Diante do exposto, investigar o risco de quedas, a terapêutica farmacoterápica e a correlação das classes medicamentosas que potencializam o risco de quedas em idosos que frequentam um ambulatório é relevante, pois, contribui para a definição e desenvolvimento de estratégias que possam impactar positivamente na prevenção e manejo clínico da farmacoterapia associados ao risco aumento de quedas. Por isso, o presente estudo possui o objetivo de associar a polifarmácia e as classes medicamentosas com o risco de quedas de idosos.
MÉTODO
Pesquisa transversal, descritiva e quantitativa, realizada conforme as recomendações do STROBE Statement,15 no período de março a novembro de 2019, na cidade de São Paulo – SP em um Ambulatório Médico de Especialidades (AME) do Idoso na região Sudeste.
A média de atendimentos do AME é de 288 idosos ao mês.
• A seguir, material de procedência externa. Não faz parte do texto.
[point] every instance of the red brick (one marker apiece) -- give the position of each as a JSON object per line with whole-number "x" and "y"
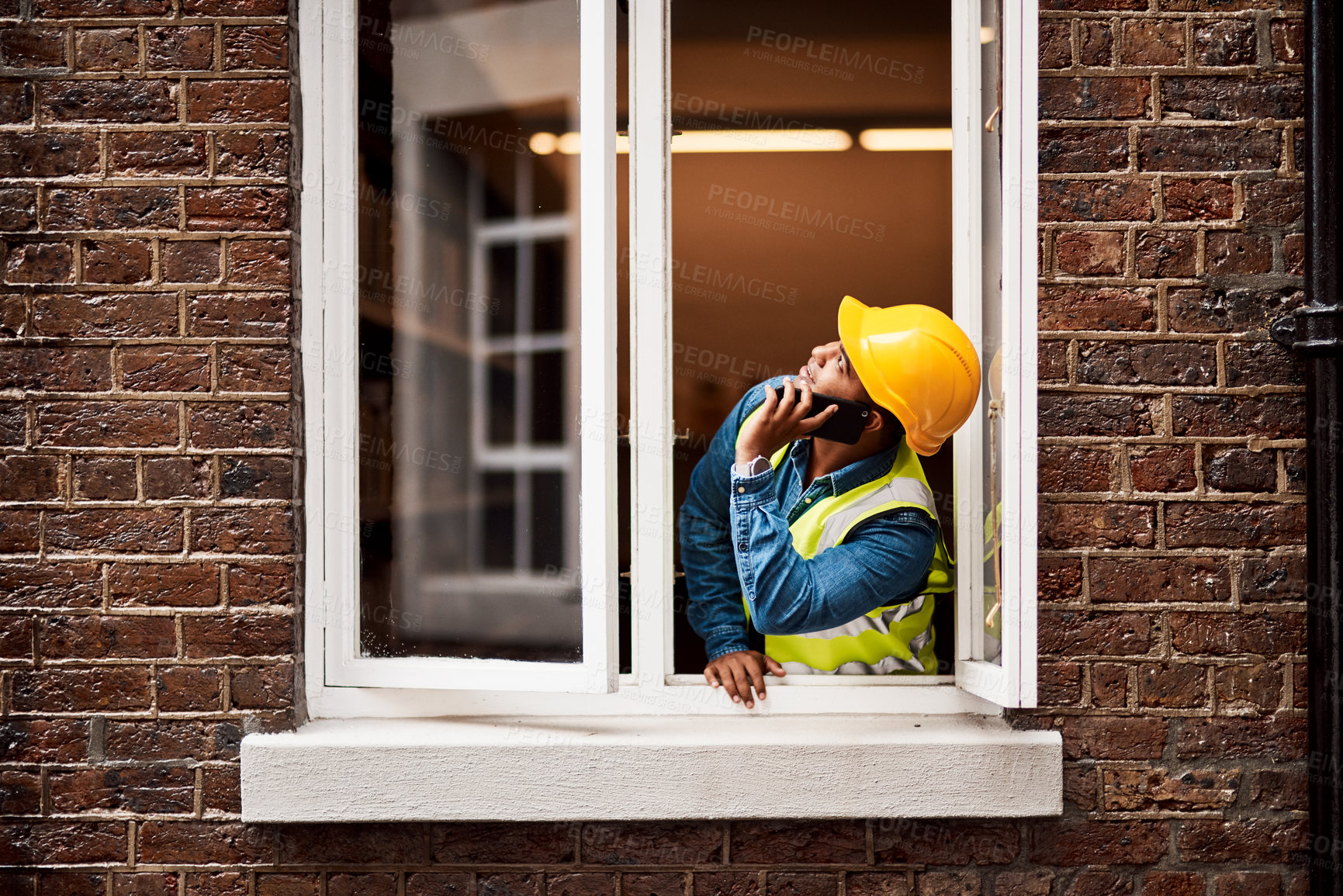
{"x": 20, "y": 794}
{"x": 1158, "y": 579}
{"x": 33, "y": 842}
{"x": 1166, "y": 254}
{"x": 106, "y": 49}
{"x": 239, "y": 315}
{"x": 180, "y": 49}
{"x": 47, "y": 155}
{"x": 109, "y": 101}
{"x": 249, "y": 368}
{"x": 1198, "y": 199}
{"x": 33, "y": 47}
{"x": 1278, "y": 202}
{"x": 1240, "y": 469}
{"x": 1172, "y": 685}
{"x": 50, "y": 585}
{"x": 1109, "y": 684}
{"x": 262, "y": 687}
{"x": 1113, "y": 738}
{"x": 29, "y": 477}
{"x": 1173, "y": 883}
{"x": 189, "y": 690}
{"x": 261, "y": 585}
{"x": 227, "y": 425}
{"x": 1234, "y": 99}
{"x": 1280, "y": 789}
{"x": 1232, "y": 524}
{"x": 782, "y": 841}
{"x": 238, "y": 635}
{"x": 1095, "y": 97}
{"x": 1084, "y": 842}
{"x": 108, "y": 424}
{"x": 191, "y": 262}
{"x": 1269, "y": 635}
{"x": 1229, "y": 42}
{"x": 106, "y": 315}
{"x": 663, "y": 844}
{"x": 189, "y": 585}
{"x": 112, "y": 209}
{"x": 1075, "y": 200}
{"x": 115, "y": 530}
{"x": 1072, "y": 469}
{"x": 220, "y": 790}
{"x": 106, "y": 637}
{"x": 1104, "y": 525}
{"x": 247, "y": 154}
{"x": 1095, "y": 415}
{"x": 255, "y": 47}
{"x": 1276, "y": 417}
{"x": 1073, "y": 308}
{"x": 105, "y": 479}
{"x": 203, "y": 842}
{"x": 1223, "y": 738}
{"x": 1153, "y": 42}
{"x": 1288, "y": 40}
{"x": 1208, "y": 150}
{"x": 1258, "y": 840}
{"x": 351, "y": 844}
{"x": 1234, "y": 253}
{"x": 40, "y": 264}
{"x": 165, "y": 368}
{"x": 1089, "y": 253}
{"x": 156, "y": 152}
{"x": 946, "y": 841}
{"x": 33, "y": 740}
{"x": 258, "y": 262}
{"x": 140, "y": 790}
{"x": 165, "y": 740}
{"x": 105, "y": 688}
{"x": 238, "y": 101}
A amostra foi não probabilística por conveniência, sendo utilizada uma fórmula de N =[(zα +zβ)÷C]2 +3, sendo R = coeficiente de correlação, C=0.5×ln[(l+r)/(l−r)], N = total da amostra, α = nível de significância (bilateral) e β = 1-poder do teste. Os valores adotados foram Zα = 95%, Zβ = 80%, R = -0,248.
A amostra foi obtida pela correlação da Escala de Risco de Quedas de Downton (ERQD)16 com as variáveis contínuas e categóricas. Assim, ao substituir os valores na fórmula, seriam necessários a inclusão de 117 idosos. A amostra foi representativa no local de realização da pesquisa, mas não é representativa para a região Sudeste da cidade de São Paulo, também, foi realizada uma amostra-piloto com 20 pacientes e calculada utilizando-se um coeficiente de correlação de Pearson, a mesma foi incluída no estudo.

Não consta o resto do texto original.